书赞小说>古代言情>蒙尘珠【完结】>第54章 代君入虎穴

  天光熹微,黎明露重。

  与往常送恩客出门一样,锦画送了方兰庭出南馆,南馆门外,锦画郑重地朝他道谢行大礼,昨夜若非他出头,自己现在早就被那伙人玩废了,哪里还能好好站在这里?

  还为自己带来如此大的惊喜,锦画真想当场给他磕两个哐哐响的响头。

  方兰庭扶起他轻飘飘的身子,温柔道:“不必如此多礼,黎明露重,回去罢。”

  他自认其实没作甚么,只不过是替老板传了个信,顺便帮他擦了面小鼓,何至于如此感恩戴德?

  方兰庭不知,他只是从不曾受到关爱,所以对方哪怕只做了一点点微不足道的小事也会让他受宠若惊,感恩戴德。

  望着他的背影消失在晨露蒙蒙的黎明夜色里,像是不慎跌入水池里的水墨画,渐渐消失了轮廓,晕成一片墨色。

  拢了拢身上毛绒大氅,锦画掉头走回了霁月轩,回到房中发现已结了满头满肩的晨露,沾得毛绒领上湿漉漉地,很不舒服。小六忙上前替他脱下大氅,又马不停蹄取来干燥布巾给他擦头发,最后才得空把早已熬好的雪燕银耳汤端上桌,揭开盖给他盛汤。

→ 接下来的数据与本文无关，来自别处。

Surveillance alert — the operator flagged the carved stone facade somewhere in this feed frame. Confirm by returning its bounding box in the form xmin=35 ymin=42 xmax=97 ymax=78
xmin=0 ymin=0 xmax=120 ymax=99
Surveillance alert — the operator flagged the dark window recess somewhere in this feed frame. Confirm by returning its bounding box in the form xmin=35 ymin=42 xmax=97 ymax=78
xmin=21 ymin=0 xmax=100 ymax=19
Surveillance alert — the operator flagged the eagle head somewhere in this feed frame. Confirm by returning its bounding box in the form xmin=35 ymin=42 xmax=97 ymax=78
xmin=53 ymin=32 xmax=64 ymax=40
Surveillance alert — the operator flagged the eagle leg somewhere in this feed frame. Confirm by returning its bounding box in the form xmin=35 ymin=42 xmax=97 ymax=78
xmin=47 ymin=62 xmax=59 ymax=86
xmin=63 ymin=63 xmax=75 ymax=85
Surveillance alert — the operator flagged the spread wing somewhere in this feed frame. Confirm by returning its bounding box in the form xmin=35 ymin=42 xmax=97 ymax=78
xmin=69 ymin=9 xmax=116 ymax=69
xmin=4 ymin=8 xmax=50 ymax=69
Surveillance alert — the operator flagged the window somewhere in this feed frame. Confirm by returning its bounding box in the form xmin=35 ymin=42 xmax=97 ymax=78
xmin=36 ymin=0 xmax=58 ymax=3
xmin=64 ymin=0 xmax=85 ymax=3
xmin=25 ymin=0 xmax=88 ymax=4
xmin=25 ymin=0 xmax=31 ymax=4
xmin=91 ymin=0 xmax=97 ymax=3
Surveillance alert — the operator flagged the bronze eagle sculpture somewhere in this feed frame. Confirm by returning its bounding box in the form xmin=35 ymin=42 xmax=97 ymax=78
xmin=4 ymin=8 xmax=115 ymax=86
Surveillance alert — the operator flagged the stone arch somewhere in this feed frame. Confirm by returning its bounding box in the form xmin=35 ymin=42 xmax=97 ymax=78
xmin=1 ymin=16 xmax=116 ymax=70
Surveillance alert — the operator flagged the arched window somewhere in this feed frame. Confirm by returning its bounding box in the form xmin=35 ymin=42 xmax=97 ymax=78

  锦画依依不舍地解下脖子上那枚被自己体温捂暖的花押吊坠,拢在手心里,怔怔地看着出了神。

  “真好啊,我就知道,他一直是记挂着我的……小六你看,是不是很漂亮?”

  小六将银耳汤推到他面前,没好气道:“漂亮啦漂亮啦,赶紧收起来,万一让别人看见了,你怎么死的都不知道。”

  是啊,必须赶紧藏起来,连着信一起。

  惨烈的前车之鉴摆着,锦画绝不能让别人抓到这个把柄。

  从床头翻出一只小盒子,取来钥匙打开小锁,里头静静躺着一枚戒指。那是上回赵景行匆匆离开时从自己手上摘下来的,锦画将它藏得很隐蔽。如今这方小木匣又要多几样东西了。

  喝完汤上床睡觉时,锦画也要抱着它睡,翻来覆去睡不着,于是又摸出钥匙打开盒子,将吊坠挂在脖子上,两枚戒指分别戴在手上,再去重新翻看那封题着“曼曼亲启”的信。

  一个字一个字停留许久,甚至凑上去闻书墨香。像一个从未品尝过甜味的孩子,捧着来之不易的糖果细细舔慢慢嘬,生怕有哪一根神经没有尝到甜甜的味道似的。

  而之后每一个没有恩客的日日夜夜,锦画都忍不住躲在被窝里,一遍遍反复读,反复看,以此来慰藉自己孤独的心。

  最后困得不行,也得强撑着小心翼翼叠好,放进盒子里落锁,然后抱着盒子草草睡去。

  他对外总是飞扬跋扈,冷冷地谁也不放在眼里,可深夜一人独处时,面对着幽幽烛光,有多脆弱只有自己知道。

  抚摸着小盒上的花纹,锦画强迫自己快些睡,今夜还有那几个外邦畜生要接啊。

  一想到那几个人,锦画就不由得浑身战栗,唉,今夜一定会被他们折腾得半死不活的。

  他害怕,却无济于事,这座南馆没有人会怜惜自己。

  到了夜里,锦画已梳妆打扮好,不情不愿地挪到那几个外邦人暂住的居所去,却看见姚天保竟在门外等着他,看来这一回他也有些担心。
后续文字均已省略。